Russia, no. 23405/03, § 23 et seq., 29 September
2005; Gizzatova v. Russia, no. 5124/03, § 19 et seq.,
13 January 2005; Petrushko v. Russia, no. 36494/02,
§ 23 et seq., 24 February 2005; Gorokhov and Rusyayev v.
Russia, no. 38305/02, § 30 et seq., 17 March 2005;
Wasserman v. Russia, no. 15021/02, § 35 et seq.,
18 November 2004; Burdov v. Russia, no. 59498/00, §
34 et seq., ECHR 2002 III).
- In
particular, the Court reiterates that a person who has obtained an
enforceable judgment against the State as a result of successful
litigation cannot be required to resort to enforcement proceedings in
order to have it executed. The State authorities were aware of the
applicant's claims, and, as soon as the judgments in the applicant's
favour became enforceable, it was incumbent on the State to comply
with them. It would impose an excessive burden on the applicant if he
were required to follow every change in the domestic law and forward
the writ of execution from one competent State agency to another (see
Reynbakh, §§ 23-24, cited above).
-
Having examined the material submitted to it, the Court notes that
the Government have not put forward any fact or argument capable of
persuading it to reach a different conclusion in the present case.

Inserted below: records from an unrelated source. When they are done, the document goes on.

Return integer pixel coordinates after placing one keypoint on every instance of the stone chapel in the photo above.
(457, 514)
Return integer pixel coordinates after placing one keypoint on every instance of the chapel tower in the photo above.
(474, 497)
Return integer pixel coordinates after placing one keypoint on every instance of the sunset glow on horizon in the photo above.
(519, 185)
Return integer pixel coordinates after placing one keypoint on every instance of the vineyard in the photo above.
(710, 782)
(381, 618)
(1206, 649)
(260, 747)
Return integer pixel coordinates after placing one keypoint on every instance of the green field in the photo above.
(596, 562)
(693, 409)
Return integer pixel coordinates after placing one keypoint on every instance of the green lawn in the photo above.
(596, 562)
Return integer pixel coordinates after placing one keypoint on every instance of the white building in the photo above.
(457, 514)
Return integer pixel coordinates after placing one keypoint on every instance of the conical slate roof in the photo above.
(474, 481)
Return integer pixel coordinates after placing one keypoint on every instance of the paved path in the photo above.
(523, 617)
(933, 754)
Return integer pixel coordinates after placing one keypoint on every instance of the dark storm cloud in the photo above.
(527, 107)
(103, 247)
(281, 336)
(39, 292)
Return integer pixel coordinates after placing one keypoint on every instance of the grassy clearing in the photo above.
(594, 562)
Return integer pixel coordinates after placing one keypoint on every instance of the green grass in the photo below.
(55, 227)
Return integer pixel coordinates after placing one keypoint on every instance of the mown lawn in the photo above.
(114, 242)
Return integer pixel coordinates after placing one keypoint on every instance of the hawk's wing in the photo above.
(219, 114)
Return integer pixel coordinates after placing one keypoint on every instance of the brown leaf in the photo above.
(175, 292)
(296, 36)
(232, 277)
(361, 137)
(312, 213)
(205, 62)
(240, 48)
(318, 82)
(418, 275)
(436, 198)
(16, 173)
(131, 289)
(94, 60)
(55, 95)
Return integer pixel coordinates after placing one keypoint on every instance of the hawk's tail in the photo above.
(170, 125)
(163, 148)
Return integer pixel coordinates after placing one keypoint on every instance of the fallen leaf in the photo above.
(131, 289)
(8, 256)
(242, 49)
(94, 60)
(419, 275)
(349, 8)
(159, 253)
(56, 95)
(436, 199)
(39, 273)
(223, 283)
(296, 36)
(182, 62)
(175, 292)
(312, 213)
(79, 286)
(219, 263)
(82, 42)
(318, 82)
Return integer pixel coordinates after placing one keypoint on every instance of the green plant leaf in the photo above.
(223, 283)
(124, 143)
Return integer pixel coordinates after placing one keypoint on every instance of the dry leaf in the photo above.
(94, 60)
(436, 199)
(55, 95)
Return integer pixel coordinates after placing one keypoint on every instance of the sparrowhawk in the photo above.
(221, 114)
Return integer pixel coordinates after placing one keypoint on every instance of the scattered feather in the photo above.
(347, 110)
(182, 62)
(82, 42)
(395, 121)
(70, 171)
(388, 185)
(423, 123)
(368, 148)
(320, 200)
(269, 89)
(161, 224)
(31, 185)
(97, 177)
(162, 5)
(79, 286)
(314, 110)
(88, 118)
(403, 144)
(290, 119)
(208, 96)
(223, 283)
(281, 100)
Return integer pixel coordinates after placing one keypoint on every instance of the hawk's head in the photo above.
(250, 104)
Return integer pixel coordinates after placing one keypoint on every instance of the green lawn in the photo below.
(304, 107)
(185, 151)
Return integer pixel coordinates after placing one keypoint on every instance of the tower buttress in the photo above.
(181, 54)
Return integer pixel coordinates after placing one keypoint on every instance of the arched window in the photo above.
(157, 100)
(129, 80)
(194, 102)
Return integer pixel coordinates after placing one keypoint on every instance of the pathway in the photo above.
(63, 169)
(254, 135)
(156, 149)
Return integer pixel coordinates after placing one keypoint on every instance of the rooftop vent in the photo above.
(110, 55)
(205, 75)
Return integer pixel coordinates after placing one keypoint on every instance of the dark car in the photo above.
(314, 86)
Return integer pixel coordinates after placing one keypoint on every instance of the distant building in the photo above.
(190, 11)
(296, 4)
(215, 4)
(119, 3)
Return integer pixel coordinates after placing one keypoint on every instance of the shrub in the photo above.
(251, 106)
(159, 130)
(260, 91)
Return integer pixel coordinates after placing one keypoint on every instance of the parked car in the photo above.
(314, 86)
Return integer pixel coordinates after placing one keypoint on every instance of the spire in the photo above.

Having regard to its case-law on the subject, the Court finds that by
failing to comply with the enforceable judgment in the applicant's
favour the domestic authorities violated his right to a court and
prevented him from receiving the money he could reasonably have
expected to receive.
- There
has accordingly been a violation of Article 6 of the Convention and
Article 1 of Protocol No. 1.
II. APPLICATION OF ARTICLE 41 OF THE CONVENTION
- Article 41 of the Convention provides:
“If the Court finds that there has been a
violation of the Convention or the Protocols thereto, and if the
internal law of the High Contracting Party concerned allows only
partial reparation to be made, the Court shall, if necessary, afford
just satisfaction to the injured party.”
- The
applicant did not submit a claim for just satisfaction. Accordingly,
the Court considers that there is no call to award him any sum on
that account.
- The Court observes, however, that in the present case
it found a violation of Article 6 § 1 of the Convention and
Article 1 of Protocol No. 1 in that the awards in the applicant's
favour had not been paid to him. The Court reiterates that the most
appropriate form of redress in respect of a violation of Article 6
is to ensure that the applicant is put as far as possible in the
position in which he would have been had the requirements of
Article 6 not been disregarded. It finds that this principle
applies in the present case too, having regard to the violation
found. It therefore considers that the Government should secure, by
appropriate means, the enforcement of the award made by the domestic
courts (see Poznakhirina v. Russia, no. 25964/02, §
33, and Makarova and Others v. Russia, no. 7023/03, § 37,
judgments of 24 February 2005).
FOR THESE REASONS, THE COURT UNANIMOUSLY
- Declares the application admissible;
- Holds that there has been a violation of Article
6 of the Convention and Article 1 of Protocol No. 1;
- Holds that the respondent State, within three
months from the date on which the judgment becomes final according to
Article 44 § 2 of the Convention, shall secure,
by appropriate means, the enforcement of the judgments of 13 May 2002
and 15 August 2003;
- Decides to make no other award under Article 41
of the Convention.
Done in English, and notified in writing on 3 April 2008, pursuant to
Rule 77 §§ 2 and 3 of the Rules of Court.